The commission, established to investigate the March 22 bombings and whether they could have been prevented, heard this week that the senior police official in charge of Brussels' metro networks first learned more than an hour before the deadly bombing at Maelbeek metro station that the explosions at the city's airport were a terror attack.
At 8:03 a.m. local time -- five minutes after the twin blasts at Brussels' Zavantem airport that killed 16 -- Jo Decuyper, chief of railway police for the Brussels region, was informed by military sources at the airport that the blasts were suicide bombings, the commission heard.

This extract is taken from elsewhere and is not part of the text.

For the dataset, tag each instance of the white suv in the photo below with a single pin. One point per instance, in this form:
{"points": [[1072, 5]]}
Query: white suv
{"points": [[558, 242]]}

A third attacker struck the Maelbeek metro station in central Brussels at 9:11 a.m., killing 16 others.
ISIS claimed responsibility for the attacks.

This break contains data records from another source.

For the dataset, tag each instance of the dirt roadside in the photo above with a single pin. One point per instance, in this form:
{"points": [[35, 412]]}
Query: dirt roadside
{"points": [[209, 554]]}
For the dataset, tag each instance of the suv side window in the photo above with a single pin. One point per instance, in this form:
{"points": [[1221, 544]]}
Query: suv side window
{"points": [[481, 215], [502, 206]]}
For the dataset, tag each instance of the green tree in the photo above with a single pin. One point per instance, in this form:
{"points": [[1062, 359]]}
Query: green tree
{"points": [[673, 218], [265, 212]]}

Order to close sent at 8.50 a.m.
The commission heard that a federal alert was issued by Belgium's Federal Crisis Center at 8:50 a.m., including an order to close the metro and the main railway stations in Brussels -- but it never reached the relevant authorities.
Seventeen minutes later, at 9:07 a.m., federal police sent Decuyper an email ordering the closure of the Brussels metro network until noon, the commission heard.
But, Decuyper told the commission, it was sent to his personal email address, and he did not see the message until after the attacks.
Even if he had seen the message, it would have made no difference, as "at least 30 minutes" were needed to evacuate the metro network, he told the commission.
It was only after the explosion at 9:11 a.m. that the station was closed and the network evacuated.
Paris, Brussels attacks linked, say investigators
The Belgian prosecutor said last month that the network initially planned to strike again in France
but changed its target when French investigators appeared to be closing in on those responsible for the Paris attacks.
The Brussels bombings took place four days after the arrest in the city of Salah Abdeslam
, a key suspect in the Paris attacks.
The Belgian-born French citizen is currently facing charges in a Paris court
of participation in terrorist murder, and taking part in the activities of a terrorist organization.
Swedish citizen Ossama Krayem has been charged
in connection with both the Brussels and Paris attacks, with a Belgian prosecutor calling him "omnipresent" during the planning of both plots.
Mohamed Abrini, a Belgian-Moroccan who was arrested in Brussels last month
, has also been linked to both attacks.